The cold preserved his body whole.
Canadian miners are found on the coast of the Yukon river the mummified remains of a cub and calf caribou that died 50,000 years ago, at the height of the last glaciation, reports the Chronicle.info with reference on 2+2.
During the last ice age the territory of modern Canada almost completely covered with ice shield, but in the basin of the Yukon river ice was smaller, so the margin of the river is characterized by a great diversity of species. These places are rich with mammoths, mastodons and saber-toothed cats, as well as many modern species, including caribou and wolves.
In 2016, the two groups of workers-miners, independently from each other found in the upper reaches of the river the remains of a cub of a wolf and a fragment of the body of the fawn, well-preserved in the cold climate. Findings are immediately transferred to the researchers; this fall the study of the remains has been completed and now they will be transferred to the Museum.

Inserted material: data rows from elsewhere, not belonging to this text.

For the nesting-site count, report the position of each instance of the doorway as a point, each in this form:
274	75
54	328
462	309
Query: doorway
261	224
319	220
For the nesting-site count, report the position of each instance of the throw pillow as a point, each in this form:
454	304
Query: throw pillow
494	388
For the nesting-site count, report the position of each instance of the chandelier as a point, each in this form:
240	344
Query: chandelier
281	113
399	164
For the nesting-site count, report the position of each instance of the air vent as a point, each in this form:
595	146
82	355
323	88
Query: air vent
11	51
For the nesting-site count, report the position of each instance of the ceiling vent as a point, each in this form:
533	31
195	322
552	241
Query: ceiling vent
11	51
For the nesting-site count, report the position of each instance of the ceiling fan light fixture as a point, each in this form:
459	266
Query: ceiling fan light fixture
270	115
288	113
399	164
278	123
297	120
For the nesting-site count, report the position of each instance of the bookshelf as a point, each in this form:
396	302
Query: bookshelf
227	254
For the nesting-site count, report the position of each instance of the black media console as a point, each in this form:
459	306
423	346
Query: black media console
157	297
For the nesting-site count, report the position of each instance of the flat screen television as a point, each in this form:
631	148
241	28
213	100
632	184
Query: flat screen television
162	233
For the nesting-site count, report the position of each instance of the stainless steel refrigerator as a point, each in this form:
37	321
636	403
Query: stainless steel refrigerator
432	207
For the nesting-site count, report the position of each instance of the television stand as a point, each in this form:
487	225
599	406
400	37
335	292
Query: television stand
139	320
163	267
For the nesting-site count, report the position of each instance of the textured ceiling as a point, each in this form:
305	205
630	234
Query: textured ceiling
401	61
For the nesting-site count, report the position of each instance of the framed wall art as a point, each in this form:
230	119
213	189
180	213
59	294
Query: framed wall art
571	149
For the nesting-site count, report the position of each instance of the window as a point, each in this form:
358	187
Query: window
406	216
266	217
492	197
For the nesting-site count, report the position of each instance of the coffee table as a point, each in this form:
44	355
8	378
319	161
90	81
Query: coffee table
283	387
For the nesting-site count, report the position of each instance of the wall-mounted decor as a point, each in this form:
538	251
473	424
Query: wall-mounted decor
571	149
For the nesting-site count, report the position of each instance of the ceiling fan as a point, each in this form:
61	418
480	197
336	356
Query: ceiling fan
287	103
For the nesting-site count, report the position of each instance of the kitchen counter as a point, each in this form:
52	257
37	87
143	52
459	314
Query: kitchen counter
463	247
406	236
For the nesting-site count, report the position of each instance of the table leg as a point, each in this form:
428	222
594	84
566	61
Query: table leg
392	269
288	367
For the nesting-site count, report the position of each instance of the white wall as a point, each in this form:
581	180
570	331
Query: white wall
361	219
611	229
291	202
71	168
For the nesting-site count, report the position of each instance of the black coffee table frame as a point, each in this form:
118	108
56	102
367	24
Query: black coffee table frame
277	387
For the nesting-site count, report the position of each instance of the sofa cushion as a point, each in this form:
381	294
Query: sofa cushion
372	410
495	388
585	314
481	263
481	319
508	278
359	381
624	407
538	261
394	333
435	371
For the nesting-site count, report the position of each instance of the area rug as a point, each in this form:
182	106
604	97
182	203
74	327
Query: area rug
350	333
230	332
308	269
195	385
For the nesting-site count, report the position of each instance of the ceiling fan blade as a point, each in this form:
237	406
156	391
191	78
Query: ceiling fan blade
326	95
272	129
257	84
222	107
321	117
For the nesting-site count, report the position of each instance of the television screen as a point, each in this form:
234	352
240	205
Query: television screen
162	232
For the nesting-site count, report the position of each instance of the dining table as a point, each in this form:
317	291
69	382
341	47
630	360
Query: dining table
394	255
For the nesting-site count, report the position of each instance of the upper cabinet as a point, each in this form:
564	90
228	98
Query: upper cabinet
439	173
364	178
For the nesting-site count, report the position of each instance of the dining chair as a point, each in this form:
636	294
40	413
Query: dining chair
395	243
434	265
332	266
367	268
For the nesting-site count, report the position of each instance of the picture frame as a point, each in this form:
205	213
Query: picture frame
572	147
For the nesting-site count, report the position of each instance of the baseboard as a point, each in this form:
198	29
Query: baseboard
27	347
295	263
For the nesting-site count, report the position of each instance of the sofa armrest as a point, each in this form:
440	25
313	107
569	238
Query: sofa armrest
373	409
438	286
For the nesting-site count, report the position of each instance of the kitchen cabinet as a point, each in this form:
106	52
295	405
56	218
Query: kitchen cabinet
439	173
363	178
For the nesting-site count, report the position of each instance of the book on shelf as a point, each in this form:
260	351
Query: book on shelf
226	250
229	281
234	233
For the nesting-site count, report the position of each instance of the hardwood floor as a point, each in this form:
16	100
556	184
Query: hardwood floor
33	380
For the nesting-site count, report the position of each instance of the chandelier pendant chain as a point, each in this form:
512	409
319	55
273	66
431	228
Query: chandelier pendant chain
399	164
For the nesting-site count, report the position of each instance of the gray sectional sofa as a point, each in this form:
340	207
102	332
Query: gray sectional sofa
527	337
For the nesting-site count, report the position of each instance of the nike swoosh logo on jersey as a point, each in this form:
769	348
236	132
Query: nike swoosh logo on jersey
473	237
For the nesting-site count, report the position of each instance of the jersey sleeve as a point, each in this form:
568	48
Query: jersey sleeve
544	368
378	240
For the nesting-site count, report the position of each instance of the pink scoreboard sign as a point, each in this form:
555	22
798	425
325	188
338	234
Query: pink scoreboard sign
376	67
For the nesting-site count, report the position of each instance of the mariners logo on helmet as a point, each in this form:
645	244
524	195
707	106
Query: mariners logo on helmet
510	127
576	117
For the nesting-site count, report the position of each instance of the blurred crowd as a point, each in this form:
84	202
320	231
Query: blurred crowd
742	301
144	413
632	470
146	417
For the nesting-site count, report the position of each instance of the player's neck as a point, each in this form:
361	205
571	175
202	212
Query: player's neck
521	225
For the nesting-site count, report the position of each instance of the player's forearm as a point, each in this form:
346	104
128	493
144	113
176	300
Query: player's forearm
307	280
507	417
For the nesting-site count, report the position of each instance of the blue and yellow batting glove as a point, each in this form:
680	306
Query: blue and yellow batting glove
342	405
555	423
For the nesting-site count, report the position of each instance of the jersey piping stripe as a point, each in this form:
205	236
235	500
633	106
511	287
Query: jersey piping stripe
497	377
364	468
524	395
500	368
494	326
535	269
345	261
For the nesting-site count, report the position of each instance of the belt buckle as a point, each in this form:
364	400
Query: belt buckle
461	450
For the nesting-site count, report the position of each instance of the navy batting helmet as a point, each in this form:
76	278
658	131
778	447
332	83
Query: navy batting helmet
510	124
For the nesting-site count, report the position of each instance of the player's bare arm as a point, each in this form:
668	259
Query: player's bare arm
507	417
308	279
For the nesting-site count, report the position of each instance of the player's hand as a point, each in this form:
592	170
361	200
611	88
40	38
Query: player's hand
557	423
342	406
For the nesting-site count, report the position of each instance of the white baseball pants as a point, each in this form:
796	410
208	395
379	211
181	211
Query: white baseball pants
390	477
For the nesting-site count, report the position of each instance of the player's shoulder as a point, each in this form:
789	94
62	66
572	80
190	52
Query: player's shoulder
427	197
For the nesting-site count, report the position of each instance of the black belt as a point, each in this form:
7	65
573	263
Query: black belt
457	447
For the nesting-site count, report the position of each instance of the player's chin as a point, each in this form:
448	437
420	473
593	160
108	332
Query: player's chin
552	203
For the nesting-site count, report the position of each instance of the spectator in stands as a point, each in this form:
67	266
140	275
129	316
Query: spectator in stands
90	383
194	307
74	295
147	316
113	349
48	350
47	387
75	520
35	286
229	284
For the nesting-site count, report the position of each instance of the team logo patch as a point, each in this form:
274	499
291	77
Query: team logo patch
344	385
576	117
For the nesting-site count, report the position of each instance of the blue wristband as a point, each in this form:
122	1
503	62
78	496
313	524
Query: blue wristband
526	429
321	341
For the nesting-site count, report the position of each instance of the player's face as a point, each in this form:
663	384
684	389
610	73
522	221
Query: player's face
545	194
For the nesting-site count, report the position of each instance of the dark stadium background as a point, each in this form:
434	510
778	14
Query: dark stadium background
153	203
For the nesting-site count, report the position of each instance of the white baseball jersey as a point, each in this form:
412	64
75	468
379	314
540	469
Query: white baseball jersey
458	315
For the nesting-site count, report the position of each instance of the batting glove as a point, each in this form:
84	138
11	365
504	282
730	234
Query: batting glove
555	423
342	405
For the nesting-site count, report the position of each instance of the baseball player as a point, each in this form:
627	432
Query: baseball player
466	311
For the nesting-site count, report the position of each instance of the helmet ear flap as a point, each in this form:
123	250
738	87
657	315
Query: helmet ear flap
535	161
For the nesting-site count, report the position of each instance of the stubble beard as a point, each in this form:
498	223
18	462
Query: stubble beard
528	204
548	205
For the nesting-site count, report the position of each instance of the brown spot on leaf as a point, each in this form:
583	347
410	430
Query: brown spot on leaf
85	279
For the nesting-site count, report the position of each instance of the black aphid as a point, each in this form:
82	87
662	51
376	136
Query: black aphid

The mummy of a cub found in the Yukon, is a particularly valuable finding: to date, this is the only mummified remains of ice age wolf. According to paleontologist Grant of Sasoli, who was involved in the study of the remains, he and his colleagues have a large quantity of skeletal remains of ice age animals, but preserved soft tissues – a rarity for this region.
The cub was born fifty thousand years ago. The cold preserved his body completely, from head to tail, including soft tissues – hair, skin and muscles. Veterinarians determined his age at time of death: the cub lived only eight months.